Par un chant exaltant : « Possente spirto e formidabil Nume », Orphée tente d’attendrir le cœur de Caron. Ce dernier demeure inflexible. Une nouvelle lamentation ainsi qu’une sinfonia magique viendront à bout du gardien des Enfers ; celui-ci s’endort et Orphée s’empare de la barque et traverse le fleuve. Le Chœur des Esprits infernaux chante la hardiesse d’Orphée.
Acte IV
Au cœur des Enfers. Emue par les lamentations d’Orphée, Proserpine supplie Pluton d’exaucer la prière du musicien : « Signor, quell’infelice ». Pluton accepte mais pose une condition : Orphée ne devra pas lever son regard vers son épouse avant d’avoir quitté les abîmes. Le Chœur des Esprits infernaux s’interroge sur la capacité d’Orphée à respecter cette règle. Le musicien exprime son allégresse, et vante la toute-puissance de sa lyre. Orphée et Eurydice remontent vers la lumière. Pourtant, un nouveau doute s’empare de lui, il doute de la présence réelle d’Eurydice : « Ma mentre io canto ». Aveuglé par son désir, il brave l’interdit et se retourne ; Eurydice chante une dernière fois son amour : « Ahi, vista troppo dolce e troppo amara ! » puis disparaît parmi les ombres de la mort. Le Chœur des Esprits conclut : Orphée a triomphé de l’Enfer mais a ensuite été vaincu par ses passions.
Acte V
Orphée est de retour sur terre. L’Echo lui renvoie sa propre image, celle d’un amant inconsolable dont les yeux se sont changés en sources de larmes. La folie s’empare peu à peu de lui. Apollon descend sur un nuage en chantant ; il reproche à son fils d’avoir été l’esclave de ses passions. Il l’invite à rejoindre le Ciel où, parmi les étoiles, il contemplera la charmante image d’Eurydice. Les Bergers et les Nymphes dansent et chantent le bonheur retrouvée d’Orphée.
Le sens de l’œuvre
Avec L’Orfeo, Monteverdi s’inscrit dans le mouvement humaniste de la Renaissance italienne. Voulant retrouver la psalmodie de la Grèce antique Monteverdi découvre une nouvelle forme, l’Opéra. Le sujet est tiré des Métamorphoses d’Ovide, dans lesquelles Orphée, incarnation du poète-musicien, assure l’harmonie de l’univers.
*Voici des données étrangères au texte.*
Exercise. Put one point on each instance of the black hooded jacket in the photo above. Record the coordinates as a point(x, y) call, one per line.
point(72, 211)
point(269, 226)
La forme de l’opéra, un prologue et 5 actes, s’inspire de la structure de la tragédie Grecque.
L’opéra se compose donc d’épisodes symétriquement organisés autour de l’acte III central (la démonstration du pouvoir de la musique par Orphée descendant aux Enfers), encadré par les deux morts d’Eurydice au deuxième et quatrième acte.
Comme dans le théâtre antique, le chœur, ici constitué de bergers et de nymphes, chante et commente l’action. Il intervient à la fin de chaque acte en guise de conclusion.
Innovation et modernité
Mais Monteverdi ne reste pas tourné vers le passé et fait preuve d’innovation et de modernité dans son écriture musicale. Il indique avec précision les instruments de l’orchestre (ce qui est inhabituel pour l’époque), minutieusement choisis pour leur couleur, à des fins dramatiques : la flûte pour les scènes pastorales, les cornets et saqueboutes pour les enfers, les cordes pincées pour l’harmonie céleste ou l’orgue pour évoquer la mort. C’est une des rares partitions qui nous est arrivée complète (chant et orchestration).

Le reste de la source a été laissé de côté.